Paulo Cannabrava Filho*
Eu estava em Manágua no momento seguinte à vitória da Frente Sandinista depois de ter participado da luta na frente de comunicação.
Continuei trabalhando na sistematização, processamento e análise de informação e no planejamento e execução de ações de comunicação de massa. O que eu fazia durante a batalha do canal fazia agora em favor dos Sandinistas: reversão de expectativas. E eu também já estava bastante envolvido com os nicaragüenses – os nicas como dizem na região – desde a grande ofensiva guerrilheira desencadeada em meados de outubro de 1977 que havia custado a morte de duas mil pessoas em curtos dez meses. Entre 1977 e 78 entrevistei vários comandantes e escrevi um livro contando um pouco da história do país, colocando a luta Sandinista no seu contexto histórico e dando detalhes sobre o massacre que Somoza dirigia contra o povo e sobre o desenvolvimento da guerrilha de libertação. O livro foi publicado na Itália com relativo sucesso e as entrevistas em várias publicações periódicas por toda parte.
Nessa segunda etapa aprofundei mais ainda meu relacionamento com os Sandinistas e no acompanhamento da evolução da guerra. Eu estava muito bem relacionado com jornalistas de todas partes, principalmente dos Estados Unidos e da América Latina. Além de trabalhar na Secretaria de Informação do Chefe do Governo do Panamá, eu era o diretor da Interpress Service, uma agência italiana de origem, dedicada aos problemas do Terceiro Mundo, na época, com boa penetração nos países latino-americanos. A IPS tem estatuto consultivo nas Nações Unidas, veicula as questões suscitadas pelo PNUD () e servia de canal () para o projeto ASIN – Acción de Sistemas de Información Nacionales -. um pool de agências de notícias estatais dos países latino-americanos, formado sob inspiração da UNESCO, como alternativa ao fluxo informativo mundial monopolizado pelos grandes países. Só o Brasil não participava desse pool.

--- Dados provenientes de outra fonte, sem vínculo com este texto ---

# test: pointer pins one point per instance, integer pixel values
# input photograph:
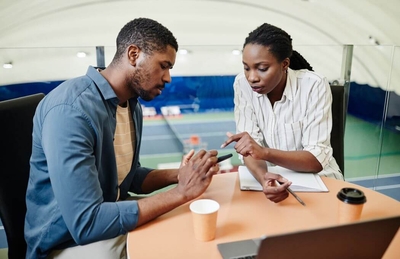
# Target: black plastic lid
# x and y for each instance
(351, 196)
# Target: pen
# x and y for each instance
(295, 195)
(222, 158)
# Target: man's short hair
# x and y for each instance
(147, 34)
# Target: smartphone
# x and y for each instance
(222, 158)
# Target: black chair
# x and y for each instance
(16, 146)
(338, 124)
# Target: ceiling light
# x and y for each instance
(81, 54)
(7, 65)
(183, 51)
(236, 52)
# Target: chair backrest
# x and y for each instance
(338, 124)
(16, 146)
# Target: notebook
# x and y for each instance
(362, 239)
(301, 182)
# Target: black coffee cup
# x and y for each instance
(351, 196)
(351, 203)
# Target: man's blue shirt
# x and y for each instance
(73, 183)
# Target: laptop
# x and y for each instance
(363, 239)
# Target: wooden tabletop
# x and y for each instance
(248, 214)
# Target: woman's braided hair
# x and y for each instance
(279, 43)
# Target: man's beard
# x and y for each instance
(140, 77)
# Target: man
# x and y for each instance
(86, 142)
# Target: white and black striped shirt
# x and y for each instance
(301, 120)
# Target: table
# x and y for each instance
(247, 214)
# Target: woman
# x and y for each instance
(282, 109)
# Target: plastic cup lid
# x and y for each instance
(351, 196)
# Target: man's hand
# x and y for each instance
(246, 145)
(197, 172)
(273, 191)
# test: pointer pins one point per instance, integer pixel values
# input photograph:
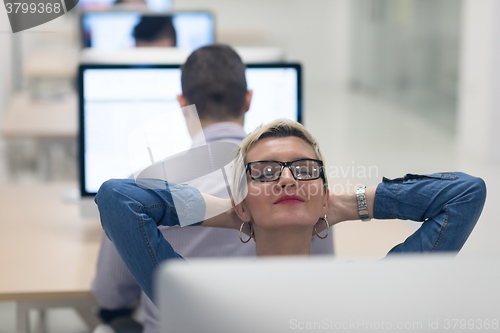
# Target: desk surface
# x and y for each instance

Tínhamos a nosso favor, muita credibilidade e confiabilidade e logo éramos uma das principais fontes de informação sobre a guerra da Nicarágua já que Somoza e as fontes estadunidenses que lhe apoiavam não eram confiáveis. O apoio dos Estados Unidos era ostensivo e descarado. Em 1978, em plena guerra civil, Carter mandou cumprimentar Somoza pelo respeito aos Direitos Humanos e liberou 20 milhões de dólares de empréstimo para compra de armas. Obedecendo aos Estados Unidos, Brasil, Argentina, Israel, Espanha e França forneciam armas e mercenários. Nessa época havia grande tensão em toda a área centro-americana e do Caribe e confronto armado com guerrilhas em El Salvador e Guatemala.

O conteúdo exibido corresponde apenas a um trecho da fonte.